Nella Comunità Dianova di Cozzo ha preso il via un nuovo laboratorio terapeutico che utilizza il linguaggio cinematografico per esplorare emozioni, vissuti e dinamiche relazionali.
Un progetto pensato per arricchire, con uno strumento narrativo e visivo capace di coinvolgere in profondità, il percorso delle persone accolte.
Come scrive lo psicoanalista Vittorio Lingiardi, “cinema e psiche sono fatti della stessa materia: storie e immagini”. Ed è proprio grazie alla potenza evocativa delle immagini e dei suoni che il film diventa uno strumento prezioso per aiutare le persone a identificarsi con i personaggi, assorbire emozioni e atteggiamenti, e al tempo stesso osservare e comprendere le proprie reazioni: un racconto condiviso, uno specchio emotivo, un’occasione di confronto.
Il percorso filmico nella Comunità di Cozzo è stato pensato per un gruppo specialistico di persone con dipendenza da alcol e polidipendenti, che sono in un momento significativo del loro percorso in comunità, generalmente dopo 6-7 mesi di permanenza. In questa fase, le persone mostrano una maggiore disponibilità a mettersi in discussione e un livello più alto di consapevolezza.
L’obiettivo è accompagnare i partecipanti in un’esplorazione emotiva e relazionale, favorendo la comprensione di sé e l’osservazione delle proprie modalità di funzionamento affettivo, cognitivo e sociale.
Una volta alla settimana, il gruppo si riunisce per la visione guidata di un film, selezionato sulla base delle sue potenzialità evocative. Durante l’incontro vengono analizzate alcune scene chiave, con attenzione particolare alla comunicazione “sottotraccia”: quella che passa attraverso gesti, sguardi, toni di voce, silenzi ed espressioni.
Per facilitare la lettura dei comportamenti, è stato creato un cartellone interattivo con post-it colorati. Ogni colore rappresenta:
- le percentuali della comunicazione (voce, parole, gestualità)
- gli elementi di comunicazione sana (chiarezza, coerenza, capacità di autocritica)
- gli elementi disfunzionali (ambiguità, paradossi)
Ogni film viene analizzato nel corso di 4-6 incontri, della durata di circa un’ora ciascuno.
Il laboratorio non si limita alla sola analisi del film, ma si collega direttamente alla vita delle persone. Attraverso le storie cinematografiche, i partecipanti imparano a riconoscere i propri bisogni, ad allenare la capacità di esprimere emozioni e vissuti, a riflettere sulle modalità relazionali che mettono in atto, spesso in automatico, nella vita quotidiana.
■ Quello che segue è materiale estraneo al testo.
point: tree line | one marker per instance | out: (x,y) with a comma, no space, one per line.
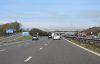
(16,26)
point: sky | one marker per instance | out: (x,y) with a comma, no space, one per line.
(51,14)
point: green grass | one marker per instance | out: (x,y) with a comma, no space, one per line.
(93,47)
(24,38)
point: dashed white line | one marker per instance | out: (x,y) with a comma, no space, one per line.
(41,48)
(29,58)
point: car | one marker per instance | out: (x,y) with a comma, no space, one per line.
(49,36)
(35,38)
(57,37)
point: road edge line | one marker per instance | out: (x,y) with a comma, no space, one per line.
(28,59)
(91,51)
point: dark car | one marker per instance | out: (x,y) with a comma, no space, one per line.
(35,38)
(49,36)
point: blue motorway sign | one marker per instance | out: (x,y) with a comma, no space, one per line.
(25,33)
(9,30)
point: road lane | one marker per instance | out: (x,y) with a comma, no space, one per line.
(52,52)
(57,53)
(16,54)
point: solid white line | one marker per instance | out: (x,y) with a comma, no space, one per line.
(2,50)
(83,48)
(29,58)
(41,48)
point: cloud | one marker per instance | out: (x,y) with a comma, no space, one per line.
(92,14)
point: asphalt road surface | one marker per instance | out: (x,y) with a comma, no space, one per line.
(46,51)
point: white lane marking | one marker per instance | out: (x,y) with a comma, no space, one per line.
(2,50)
(83,48)
(41,48)
(29,58)
(1,45)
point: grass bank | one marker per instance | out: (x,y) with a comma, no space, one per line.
(94,47)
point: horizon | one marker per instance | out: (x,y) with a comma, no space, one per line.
(51,14)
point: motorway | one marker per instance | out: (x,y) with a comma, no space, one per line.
(46,51)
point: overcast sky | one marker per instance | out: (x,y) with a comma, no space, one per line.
(51,14)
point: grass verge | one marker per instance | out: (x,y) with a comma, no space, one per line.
(93,47)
Il cinema diventa così un mezzo per incentivare le abilità sociali, rinforzare i comportamenti di astensione dall’alcol e trovare nuove strategie più funzionali per affrontare il contesto familiare e sociale.
La visione e discussione del film non rimangono fini a sé stesse, ma diventano uno spunto per un lavoro personale e di gruppo. Attraverso i personaggi e le trame, i partecipanti imparano a riconoscere i propri bisogni, a esprimere emozioni e a riflettere sulle relazioni che costruiscono nella vita quotidiana.
Questo percorso rappresenta un’ulteriore opportunità terapeutica per le persone ospiti della Comunità di Cozzo. Un modo per lavorare su sé stessi partendo dalle immagini e dalle storie degli altri, trovando nel cinema uno specchio emotivo, ma anche uno stimolo a immaginare alternative, nuove possibilità e modi diversi di stare in relazione.